Some Spookies For You.
Now, this book was written in 1949, just at the close of World War II. It stood as a stark warning against totalitarian governments and the control of thought that could sweep a society. Have you heard about those strangely prophetic stories? Books written that predict inventions and events that an author would have no way of knowing about?
This is certainly one of them.
In 1949, the inklings of mass surveillance were encroaching on society, especially in the wake of Hitler’s Nazi regime and Stalin’s quick follow. However, most of the spying was done by actual people. Friends and neighbors. Teachers and kids.
That’s disturbing enough, but Orwell brings us a different predicted reality. One where technology is used to monitor and control people at all times. The telescreen watches Party members as the Party members watch it. It is a surveillance camera and television in one.
Fast forward to today, where surveillance is a mass issue in the halls of Congress and the social media platforms where people publish unfiltered ideas 24/7. Unless you’re in a country where big tech has determined it will work with the state (*cough* China) to censor you. (But remember, those tech companies are the good guys. Cue serious eye roll.)
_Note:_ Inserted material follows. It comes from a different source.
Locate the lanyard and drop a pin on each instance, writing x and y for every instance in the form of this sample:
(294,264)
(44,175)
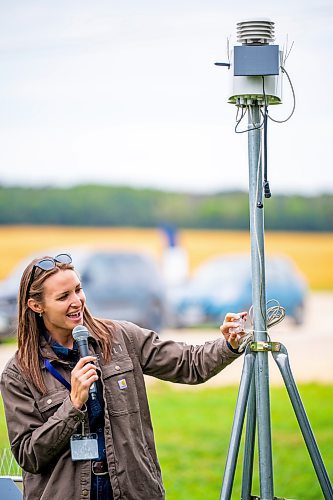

Big Brother can and likely is watching. In a manner and on a scale that was not even remotely possible when Orwell wrote this book.
As far as the rewriting of history and reporting done through a speakwrite, think of what’s possible with Deep Fakes? Or hell, Facebook articles?
We live in a wild time. A time where much of what Orwell wrote is possible. But only, I think, if we fail to find fault in ourselves. Allow ourselves to be controlled by a party or a religion or a narrative, and constantly turn on the Other.
On that note, I’ll leave a quote by Ray Bradbury on writing the future.
“People ask me to predict the future, when all I want to do is prevent it. Better yet, build it. Predicting the future is much too easy, anyway. You look at the people around you, the street you stand on, the visible air you breathe, and predict more of the same. To hell with more. I want better.”
— Ray Bradbury, Beyond 1984: The People Machines, 1979
Next Time: The Handmaids Tale. Because I found it at a thrift store and I loved the show.
I enjoyed this analysis a lot. The “Other” is a powerful tool, one that unfortunately gets used in politics more often than not. I like how you presented the concept that maybe it’s how we all fit into the equation and feed into the same systemic problems.
I also hadn’t considered how integral the romance was to the plot. It totally makes sense. It’s a metaphor for their awakening and rebellion against Big Brother almost. So many layers there. 🤯
Thanks for writing this! You’ve renewed my passion for this book and George Orwell (and piqued my interest for Ray Bradbury).